La petite lampe de l’épine dorsale ne s’allume pas au bœuf et aux pruneaux. « Sans doute » allons-nous tous au ciel et « nous espérons » rencontrer Van Dyck au coin de la rue – voilà l’état d’esprit hésitant et mesquin qu’au bout d’une journée de travail produit l’accouplement du bœuf et des pruneaux.

Grâce au ciel, mon amie, qui était professeur de sciences, possédait un buffet où se trouvait une bouteille pansue et quelques verres (mais il aurait fallu des soles et des perdreaux pour commencer), si bien que nous fûmes capables de faire reprendre le feu et de réparer quelques-uns des dommages causés par cette journée. Une minute plus tard, nous nous mouvions parmi ces objets de curiosité et d’intérêt qui se forment dans l’esprit en l’absence d’une certaine personne et dont il est tout naturel de discuter, dès qu’on rencontre cette personne : un tel est marié, tel autre ne l’est pas ; un tel pense ceci, tel autre cela ; un tel a si bien réussi qu’il n’est plus reconnaissable ; un tel, chose stupéfiante, a mal tourné – et les méditations sur la nature humaine et sur le caractère de cet étrange univers dans lequel nous vivons surgissent tout naturellement de ces pensées. Tandis que sur un mode ou sur un autre nous discourions de ces choses, je perçus cependant à ma confusion qu’une sorte de courant s’installait de son propre chef et entraînait tout vers ses propres fins. Nous pouvions parler de l’Espagne, ou du Portugal, de livres ou de courses de chevaux, le véritable intérêt de tout ce que nous disions n’était pas dans ces choses, mais dans le spectacle des maçons qui s’affairaient sur un toit, élevé il y a quelque cinq siècles de cela. Des rois et des nobles apportaient des trésors dans d’énormes sacs qu’ils déversaient sur la terre. Ce spectacle devenait pour toujours vivant en moi et se plaçait aux côtés de celui créé par un certain nombre de vaches, un marché boueux et des légumes fanés et les cœurs fibreux des vieillards – ces deux scènes, si incohérentes et décousues et absurdes qu’elles fussent, se rejoignaient pour l’éternité, se combattaient et me tenaient sous leur emprise.

Il ne me restait plus, si je voulais voir se décomposer notre conversation, qu’à exposer au grand jour ce qui se trouvait dans mon esprit et qui ensuite s’évanouirait peut-être, se dissiperait en poussière comme la tête du roi mort quand, à Windsor, on ouvrit son cercueil.
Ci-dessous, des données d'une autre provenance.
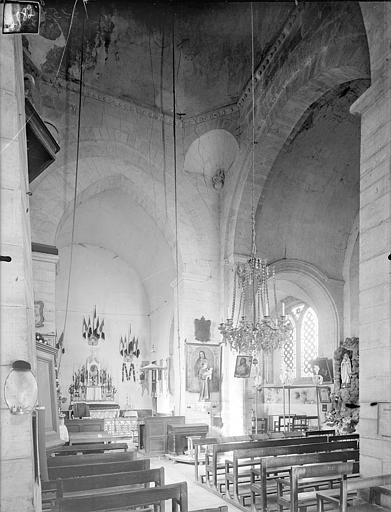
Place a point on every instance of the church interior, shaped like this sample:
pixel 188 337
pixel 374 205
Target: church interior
pixel 195 255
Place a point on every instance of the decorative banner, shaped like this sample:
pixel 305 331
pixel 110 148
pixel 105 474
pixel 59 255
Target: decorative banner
pixel 93 331
pixel 129 350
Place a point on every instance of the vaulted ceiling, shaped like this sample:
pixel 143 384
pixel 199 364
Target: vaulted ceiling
pixel 128 53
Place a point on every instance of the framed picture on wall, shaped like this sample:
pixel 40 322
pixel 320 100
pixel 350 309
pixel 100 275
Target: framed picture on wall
pixel 325 366
pixel 324 395
pixel 201 356
pixel 243 366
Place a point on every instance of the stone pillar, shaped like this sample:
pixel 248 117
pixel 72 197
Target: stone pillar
pixel 375 244
pixel 19 489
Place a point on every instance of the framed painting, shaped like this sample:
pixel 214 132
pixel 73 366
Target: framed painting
pixel 201 357
pixel 243 366
pixel 324 395
pixel 325 369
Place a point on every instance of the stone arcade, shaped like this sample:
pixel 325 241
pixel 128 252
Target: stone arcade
pixel 116 221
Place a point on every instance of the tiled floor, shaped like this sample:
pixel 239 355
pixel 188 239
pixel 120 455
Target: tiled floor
pixel 198 496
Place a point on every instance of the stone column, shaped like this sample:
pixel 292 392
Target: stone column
pixel 19 489
pixel 375 244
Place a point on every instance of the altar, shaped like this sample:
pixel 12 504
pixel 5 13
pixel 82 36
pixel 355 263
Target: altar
pixel 95 409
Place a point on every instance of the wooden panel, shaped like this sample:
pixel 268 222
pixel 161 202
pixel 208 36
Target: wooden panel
pixel 47 395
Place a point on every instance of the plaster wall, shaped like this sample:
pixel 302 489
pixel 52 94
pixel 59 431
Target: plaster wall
pixel 19 486
pixel 100 278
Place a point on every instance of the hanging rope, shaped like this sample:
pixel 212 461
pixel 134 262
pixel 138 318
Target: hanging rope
pixel 61 339
pixel 176 205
Bref, je parlai à miss Seton des maçons, qui avaient travaillé tant d’années sur le toit de la chapelle, et des rois, des reines et des seigneurs qui, sur leurs épaules, portaient des sacs d’or et d’argent qu’ils jetaient par pelletées dans la terre ; puis des seigneurs de la finance de notre temps, qui vinrent déposer chèques et titres à l’endroit même où, selon moi, les autres avaient déposé lingots et blocs d’or brut. Pierre et or et titres gisent sous les bâtiments de l’université, dis-je ; mais le bâtiment où nous sommes assises en ce moment, qu’est-ce donc qui repose sous ses magnifiques briques rouges et sous les herbes sauvages de son jardin à l’abandon ? Quelle force réside derrière la vaisselle nue dans laquelle on a servi notre dîner ? Et (ces mots s’échappèrent de ma bouche avant qu’il me fût possible de les arrêter) derrière le bœuf, la crème et les pruneaux ?

— Eh bien, dit Mary Seton, vers l’an 1860… Oh ! Mais vous connaissez l’histoire, dit-elle, excédée, je suppose, par le récit à faire.

Et elle me raconta qu’on loua des salles, qu’on réunit des comités, qu’on envoya des enveloppes, qu’on rédigea des circulaires, qu’on tint des assemblées, qu’on lut des lettres à haute voix : un tel promettait de donner tant et tant. M. X… refusait sa participation. La Saturday Review avait été très désagréable. Comment pourrons-nous réunir un fonds pour payer les bureaux ? Organiserons-nous une vente de charité ? Ne pourrions-nous trouver une belle jeune fille à placer au premier rang ? Cherchons ce que John Stuart Mill a dit à ce sujet. Quelqu’un peut-il décider le rédacteur en chef du…….. à imprimer une lettre ? Pouvons-nous obtenir que lady……. la signe ? Lady……. n’est pas en ville. C’est ainsi, sans doute, qu’on procéda il y a quelque soixante ans, et ces choses coûtèrent de gros efforts et beaucoup de temps. Et ce ne fut qu’après une longue lutte et avec la plus grande difficulté qu’on put réunir trente mille livres{2}. Il est donc clair, me dit-elle, que nous ne pouvons avoir ni vin, ni perdreaux, ni domestiques portant des plateaux d’étain sur leurs têtes. Nous ne pouvons avoir ni canapés ni chambres individuelles : « Le superflu, dit-elle, citant je ne sais plus quel livre, doit attendre{3}. »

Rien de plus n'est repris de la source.